Unit for Experimental Psychiatry, Division of Sleep and Chronobiology, Department of Psychiatry, University of Pennsylvania Perelman School of Medicine, Philadelphia, PA, USA.
Sleep Disorders Center, University of Manitoba, Winnipeg, MB, Canada.
Sci Total Environ. 2022 Jan 20;805:150191. doi: 10.1016/j.scitotenv.2021.150191. Epub 2021 Sep 7.
Nocturnal traffic noise can disrupt sleep and impair physical and mental restoration, but classical sleep scoring techniques may not fully capture subtle yet clinically relevant alterations of sleep induced by noise. We used a validated continuous measure of sleep depth and quality based on automatic analysis of physiologic sleep data, termed Wake Propensity (WP), to investigate temporal changes of sleep in response to nocturnal noise events in 3-s epochs. Seventy-two healthy participants (mean age 40.3 years, range 18-71 years, 40 females, 32 males) slept for 11 nights in a laboratory, during which we measured sleep with polysomnography. In 8 nights, participants were exposed to 40, 80 or 120 road, rail and/or aircraft noise events with maximum noise levels of 45-65 dB L during 8-h sleep opportunities. We analyzed sleep macrostructure and event-related change of WP during noise exposure with linear mixed models. Nocturnal traffic noise led to event-related shifts towards wakefulness and less deep, more unstable sleep (increase in WP relative to pre-noise baseline ranging from +29.5% at 45 dB to +38.3% at 65 dB; type III effect p < 0.0001). Sleep depth decreased dynamically with increasing noise level, peaking when L was highest. This change in WP was stronger and occurred more quickly for events where the noise onset was more rapid (road and rail) compared to more gradually time-varying noise (aircraft). Sleep depth did not immediately recover to pre-noise WP, leading to decreased sleep stability across the night compared to quiet nights, which was greater with an increasing number of noise events (standardized β = 0.053, p = 0.003). Further, WP was more sensitive to noise than classical arousals. Results demonstrate the usefulness of WP as a measure of the effects of external stimuli on sleep, and show WP is a more sensitive measure of noise-induced sleep disruption than traditional methods of sleep analysis.

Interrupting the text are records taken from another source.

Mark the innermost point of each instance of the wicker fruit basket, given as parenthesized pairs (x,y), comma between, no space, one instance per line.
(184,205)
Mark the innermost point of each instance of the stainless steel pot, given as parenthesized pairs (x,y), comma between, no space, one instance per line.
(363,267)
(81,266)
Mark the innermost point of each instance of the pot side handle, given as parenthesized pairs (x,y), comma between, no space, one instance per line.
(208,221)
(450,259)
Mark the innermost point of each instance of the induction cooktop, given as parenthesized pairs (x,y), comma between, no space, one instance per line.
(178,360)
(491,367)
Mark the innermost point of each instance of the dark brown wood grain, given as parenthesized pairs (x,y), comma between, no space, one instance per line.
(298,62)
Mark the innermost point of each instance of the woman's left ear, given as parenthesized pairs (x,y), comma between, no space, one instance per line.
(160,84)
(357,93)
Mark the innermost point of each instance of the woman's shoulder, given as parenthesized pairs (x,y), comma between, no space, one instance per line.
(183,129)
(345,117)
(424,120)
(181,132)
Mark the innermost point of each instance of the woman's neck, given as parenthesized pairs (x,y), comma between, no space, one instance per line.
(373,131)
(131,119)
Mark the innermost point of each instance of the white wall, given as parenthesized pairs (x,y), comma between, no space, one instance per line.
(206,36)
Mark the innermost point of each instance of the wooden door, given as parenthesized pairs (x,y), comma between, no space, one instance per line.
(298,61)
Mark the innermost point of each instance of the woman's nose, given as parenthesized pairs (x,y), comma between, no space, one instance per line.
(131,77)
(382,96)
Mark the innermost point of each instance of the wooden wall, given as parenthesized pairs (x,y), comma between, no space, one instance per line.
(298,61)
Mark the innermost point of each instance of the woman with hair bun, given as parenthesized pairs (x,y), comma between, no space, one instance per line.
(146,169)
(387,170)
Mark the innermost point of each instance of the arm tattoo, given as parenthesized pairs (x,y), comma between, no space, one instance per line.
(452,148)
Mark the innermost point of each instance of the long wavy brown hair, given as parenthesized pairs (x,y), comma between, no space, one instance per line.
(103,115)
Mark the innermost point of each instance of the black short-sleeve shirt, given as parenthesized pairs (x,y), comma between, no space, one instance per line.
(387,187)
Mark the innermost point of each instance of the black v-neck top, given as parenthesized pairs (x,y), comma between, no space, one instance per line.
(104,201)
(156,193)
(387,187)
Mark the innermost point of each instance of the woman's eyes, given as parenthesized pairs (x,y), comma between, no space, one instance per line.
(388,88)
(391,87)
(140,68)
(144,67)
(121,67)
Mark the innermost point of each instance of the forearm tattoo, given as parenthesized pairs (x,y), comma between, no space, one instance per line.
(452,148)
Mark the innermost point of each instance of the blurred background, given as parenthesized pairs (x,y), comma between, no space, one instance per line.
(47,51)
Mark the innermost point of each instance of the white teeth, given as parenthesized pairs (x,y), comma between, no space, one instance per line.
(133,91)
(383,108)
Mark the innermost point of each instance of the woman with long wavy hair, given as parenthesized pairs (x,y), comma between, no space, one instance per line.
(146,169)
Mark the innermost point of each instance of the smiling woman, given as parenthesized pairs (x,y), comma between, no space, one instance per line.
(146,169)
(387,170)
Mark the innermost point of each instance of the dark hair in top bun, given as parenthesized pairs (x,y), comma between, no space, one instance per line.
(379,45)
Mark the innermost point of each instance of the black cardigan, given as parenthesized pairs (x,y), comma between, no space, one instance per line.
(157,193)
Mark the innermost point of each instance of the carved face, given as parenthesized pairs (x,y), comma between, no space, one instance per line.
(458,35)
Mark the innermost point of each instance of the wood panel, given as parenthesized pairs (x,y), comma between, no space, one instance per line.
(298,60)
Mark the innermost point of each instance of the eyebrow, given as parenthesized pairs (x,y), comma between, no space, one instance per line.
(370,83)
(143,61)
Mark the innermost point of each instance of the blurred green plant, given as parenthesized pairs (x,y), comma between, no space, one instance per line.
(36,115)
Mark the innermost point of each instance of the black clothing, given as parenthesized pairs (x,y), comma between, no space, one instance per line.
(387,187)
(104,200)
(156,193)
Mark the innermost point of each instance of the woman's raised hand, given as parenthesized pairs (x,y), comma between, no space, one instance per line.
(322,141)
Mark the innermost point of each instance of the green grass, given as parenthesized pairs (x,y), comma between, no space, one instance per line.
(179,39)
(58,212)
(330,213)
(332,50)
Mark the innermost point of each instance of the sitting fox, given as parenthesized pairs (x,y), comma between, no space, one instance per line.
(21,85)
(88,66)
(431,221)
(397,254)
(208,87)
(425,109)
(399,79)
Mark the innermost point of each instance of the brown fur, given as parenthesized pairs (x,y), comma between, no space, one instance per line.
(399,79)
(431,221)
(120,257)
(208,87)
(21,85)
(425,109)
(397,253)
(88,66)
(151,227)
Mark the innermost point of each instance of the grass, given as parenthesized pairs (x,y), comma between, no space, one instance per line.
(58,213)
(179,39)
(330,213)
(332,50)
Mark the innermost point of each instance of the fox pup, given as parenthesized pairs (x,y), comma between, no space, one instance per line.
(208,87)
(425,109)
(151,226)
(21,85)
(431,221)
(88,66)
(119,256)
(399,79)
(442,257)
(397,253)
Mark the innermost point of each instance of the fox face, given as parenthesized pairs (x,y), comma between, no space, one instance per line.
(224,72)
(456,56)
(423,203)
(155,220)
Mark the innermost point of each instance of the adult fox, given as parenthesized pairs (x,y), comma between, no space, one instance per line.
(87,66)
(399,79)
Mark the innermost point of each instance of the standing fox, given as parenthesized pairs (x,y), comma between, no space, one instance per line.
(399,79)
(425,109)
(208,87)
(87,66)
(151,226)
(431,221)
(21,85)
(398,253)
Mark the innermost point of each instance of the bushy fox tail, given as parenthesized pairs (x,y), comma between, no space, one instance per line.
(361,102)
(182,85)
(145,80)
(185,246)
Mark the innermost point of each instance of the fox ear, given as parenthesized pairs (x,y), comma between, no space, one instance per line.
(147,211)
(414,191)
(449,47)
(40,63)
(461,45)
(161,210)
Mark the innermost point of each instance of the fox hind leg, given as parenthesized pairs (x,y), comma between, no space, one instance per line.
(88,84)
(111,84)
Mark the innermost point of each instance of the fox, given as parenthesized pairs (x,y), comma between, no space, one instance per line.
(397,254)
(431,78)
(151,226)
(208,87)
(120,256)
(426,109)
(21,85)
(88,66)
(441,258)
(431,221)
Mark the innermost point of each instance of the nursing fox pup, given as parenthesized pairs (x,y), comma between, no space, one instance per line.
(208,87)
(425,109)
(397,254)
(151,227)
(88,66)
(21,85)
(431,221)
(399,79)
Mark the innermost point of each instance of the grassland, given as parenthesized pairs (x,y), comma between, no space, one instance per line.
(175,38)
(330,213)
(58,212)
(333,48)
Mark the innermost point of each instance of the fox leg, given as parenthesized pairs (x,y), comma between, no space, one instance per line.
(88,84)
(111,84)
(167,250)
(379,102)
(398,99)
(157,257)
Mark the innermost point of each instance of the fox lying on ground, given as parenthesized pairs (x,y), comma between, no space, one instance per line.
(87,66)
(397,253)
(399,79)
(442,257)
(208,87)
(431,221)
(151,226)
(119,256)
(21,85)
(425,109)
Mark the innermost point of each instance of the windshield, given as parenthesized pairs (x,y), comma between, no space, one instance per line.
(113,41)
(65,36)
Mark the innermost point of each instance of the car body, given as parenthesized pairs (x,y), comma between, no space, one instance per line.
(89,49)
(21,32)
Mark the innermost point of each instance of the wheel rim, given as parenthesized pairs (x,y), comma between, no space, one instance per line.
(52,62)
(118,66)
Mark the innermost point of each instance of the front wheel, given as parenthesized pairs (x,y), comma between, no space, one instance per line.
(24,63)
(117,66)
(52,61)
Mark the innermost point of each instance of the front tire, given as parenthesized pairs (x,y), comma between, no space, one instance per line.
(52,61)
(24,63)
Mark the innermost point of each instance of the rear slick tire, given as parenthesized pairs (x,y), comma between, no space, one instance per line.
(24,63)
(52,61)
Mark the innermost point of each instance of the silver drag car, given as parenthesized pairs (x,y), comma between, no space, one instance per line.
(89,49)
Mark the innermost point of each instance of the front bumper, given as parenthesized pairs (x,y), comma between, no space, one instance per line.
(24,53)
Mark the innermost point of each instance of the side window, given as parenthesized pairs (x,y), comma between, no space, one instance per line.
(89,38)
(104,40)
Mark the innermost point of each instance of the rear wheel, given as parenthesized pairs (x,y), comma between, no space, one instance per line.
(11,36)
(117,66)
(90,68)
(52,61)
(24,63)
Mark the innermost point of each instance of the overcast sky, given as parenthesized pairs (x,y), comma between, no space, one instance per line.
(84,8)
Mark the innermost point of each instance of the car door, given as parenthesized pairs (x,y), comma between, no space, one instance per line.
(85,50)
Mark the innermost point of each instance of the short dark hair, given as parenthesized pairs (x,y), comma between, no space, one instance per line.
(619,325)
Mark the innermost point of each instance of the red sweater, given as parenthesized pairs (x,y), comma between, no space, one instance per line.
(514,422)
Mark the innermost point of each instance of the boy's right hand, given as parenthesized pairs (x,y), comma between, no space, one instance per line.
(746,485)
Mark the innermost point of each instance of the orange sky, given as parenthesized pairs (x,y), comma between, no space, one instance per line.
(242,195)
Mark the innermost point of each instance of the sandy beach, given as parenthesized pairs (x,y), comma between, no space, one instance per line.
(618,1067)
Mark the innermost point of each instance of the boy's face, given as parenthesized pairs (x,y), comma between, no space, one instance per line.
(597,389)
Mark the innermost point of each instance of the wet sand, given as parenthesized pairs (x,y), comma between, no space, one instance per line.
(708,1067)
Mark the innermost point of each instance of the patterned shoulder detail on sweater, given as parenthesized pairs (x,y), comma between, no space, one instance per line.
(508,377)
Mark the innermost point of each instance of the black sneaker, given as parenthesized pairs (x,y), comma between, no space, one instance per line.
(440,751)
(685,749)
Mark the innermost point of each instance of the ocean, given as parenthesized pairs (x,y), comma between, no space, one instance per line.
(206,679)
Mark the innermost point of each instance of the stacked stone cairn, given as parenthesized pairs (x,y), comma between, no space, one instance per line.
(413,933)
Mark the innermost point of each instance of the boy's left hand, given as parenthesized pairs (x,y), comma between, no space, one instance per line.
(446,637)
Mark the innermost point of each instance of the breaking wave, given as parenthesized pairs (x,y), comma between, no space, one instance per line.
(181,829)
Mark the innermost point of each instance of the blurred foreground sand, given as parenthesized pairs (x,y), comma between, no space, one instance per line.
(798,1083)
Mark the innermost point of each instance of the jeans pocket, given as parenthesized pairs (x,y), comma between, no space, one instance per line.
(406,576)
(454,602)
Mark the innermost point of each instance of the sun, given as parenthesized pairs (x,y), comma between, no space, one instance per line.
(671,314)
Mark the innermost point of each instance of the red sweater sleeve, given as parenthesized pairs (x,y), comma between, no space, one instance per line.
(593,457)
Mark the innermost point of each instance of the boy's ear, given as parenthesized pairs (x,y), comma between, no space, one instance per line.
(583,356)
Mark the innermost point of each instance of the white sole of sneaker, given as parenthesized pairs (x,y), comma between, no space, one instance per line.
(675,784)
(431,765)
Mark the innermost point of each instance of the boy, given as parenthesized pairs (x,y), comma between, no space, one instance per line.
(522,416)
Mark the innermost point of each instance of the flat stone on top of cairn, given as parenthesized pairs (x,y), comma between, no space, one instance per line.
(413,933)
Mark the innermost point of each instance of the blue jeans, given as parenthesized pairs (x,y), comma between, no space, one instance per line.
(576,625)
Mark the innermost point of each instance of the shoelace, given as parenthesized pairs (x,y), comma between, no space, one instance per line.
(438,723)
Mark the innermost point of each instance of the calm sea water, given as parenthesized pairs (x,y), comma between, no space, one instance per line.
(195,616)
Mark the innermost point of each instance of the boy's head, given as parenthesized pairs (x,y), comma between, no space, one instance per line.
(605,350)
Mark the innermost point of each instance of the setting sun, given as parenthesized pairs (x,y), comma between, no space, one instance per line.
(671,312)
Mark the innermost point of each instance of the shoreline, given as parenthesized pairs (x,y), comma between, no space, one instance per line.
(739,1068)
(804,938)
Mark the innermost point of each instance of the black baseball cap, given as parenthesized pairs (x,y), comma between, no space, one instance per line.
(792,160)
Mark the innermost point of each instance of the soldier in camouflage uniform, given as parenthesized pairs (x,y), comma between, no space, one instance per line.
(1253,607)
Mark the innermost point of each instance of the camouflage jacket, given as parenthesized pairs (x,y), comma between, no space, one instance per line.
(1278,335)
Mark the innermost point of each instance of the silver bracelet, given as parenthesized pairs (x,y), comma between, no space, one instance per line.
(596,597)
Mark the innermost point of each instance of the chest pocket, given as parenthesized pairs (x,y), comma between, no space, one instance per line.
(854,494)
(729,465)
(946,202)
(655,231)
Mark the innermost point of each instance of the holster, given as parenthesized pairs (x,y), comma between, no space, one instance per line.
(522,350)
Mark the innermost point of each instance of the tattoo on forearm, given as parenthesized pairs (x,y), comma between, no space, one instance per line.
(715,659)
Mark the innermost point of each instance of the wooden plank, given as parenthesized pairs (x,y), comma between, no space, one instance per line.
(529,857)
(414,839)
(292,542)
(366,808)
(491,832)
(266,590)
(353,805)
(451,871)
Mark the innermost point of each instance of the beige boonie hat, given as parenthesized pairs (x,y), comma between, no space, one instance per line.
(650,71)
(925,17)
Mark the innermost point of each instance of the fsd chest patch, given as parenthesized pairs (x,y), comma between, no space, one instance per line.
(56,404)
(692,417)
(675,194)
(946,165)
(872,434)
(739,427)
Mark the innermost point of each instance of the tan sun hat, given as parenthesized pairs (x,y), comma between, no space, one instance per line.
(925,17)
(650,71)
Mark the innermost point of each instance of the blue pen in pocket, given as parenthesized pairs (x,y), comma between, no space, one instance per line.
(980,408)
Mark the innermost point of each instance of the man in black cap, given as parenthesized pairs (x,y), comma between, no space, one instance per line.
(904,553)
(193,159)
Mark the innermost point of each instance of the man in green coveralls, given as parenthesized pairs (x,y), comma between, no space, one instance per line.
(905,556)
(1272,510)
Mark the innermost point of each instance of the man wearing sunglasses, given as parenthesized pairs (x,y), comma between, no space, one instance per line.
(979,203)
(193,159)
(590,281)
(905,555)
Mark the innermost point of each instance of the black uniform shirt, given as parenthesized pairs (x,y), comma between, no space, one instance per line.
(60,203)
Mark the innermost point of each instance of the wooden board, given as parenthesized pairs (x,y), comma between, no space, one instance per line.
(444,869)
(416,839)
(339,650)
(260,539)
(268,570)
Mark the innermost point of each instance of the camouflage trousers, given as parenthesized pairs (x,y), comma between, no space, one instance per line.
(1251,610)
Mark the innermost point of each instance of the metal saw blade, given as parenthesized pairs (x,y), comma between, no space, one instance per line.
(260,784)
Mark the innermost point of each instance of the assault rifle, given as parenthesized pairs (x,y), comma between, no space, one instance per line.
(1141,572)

夜间交通噪音会干扰睡眠,影响身心健康恢复,但传统的睡眠评分技术可能无法完全捕捉到噪音引起的睡眠细微但具有临床意义的变化。我们使用一种经过验证的基于生理睡眠数据自动分析的深度和睡眠质量连续测量方法,称为觉醒倾向(Wake Propensity,WP),以研究在 3 秒的时间段内,睡眠对夜间噪音事件的时间变化。72 名健康参与者(平均年龄 40.3 岁,范围 18-71 岁,女性 40 名,男性 32 名)在实验室中睡眠 11 晚,在此期间我们使用多导睡眠图测量睡眠。在 8 晚中,参与者暴露于 40、80 或 120 个道路交通、铁路和/或航空噪声事件中,最大噪声水平为 45-65 dB L 在 8 小时的睡眠机会中。我们使用线性混合模型分析了噪声暴露期间的睡眠宏观结构和与事件相关的 WP 变化。夜间交通噪声导致与觉醒相关的转变和睡眠深度变浅、更不稳定(与噪声前基线相比,WP 增加幅度为 45 dB 时为+29.5%,65 dB 时为+38.3%;III 型效应 p<0.0001)。随着噪声水平的增加,睡眠深度呈动态变化,在 L 最高时达到峰值。这种 WP 的变化在噪声起始更快的事件中更强且发生更快(道路和铁路)与时间变化更缓慢的噪声(飞机)相比。WP 并没有立即恢复到噪声前的水平,导致与安静夜晚相比,整个夜晚的睡眠稳定性降低,噪声事件数量增加时这种情况更为严重(标准化 β=0.053,p=0.003)。此外,WP 比传统的觉醒对噪声更为敏感。研究结果表明 WP 作为衡量外部刺激对睡眠影响的一种有用方法,并且表明 WP 是一种比传统的睡眠分析方法更敏感的测量噪声引起的睡眠中断的方法。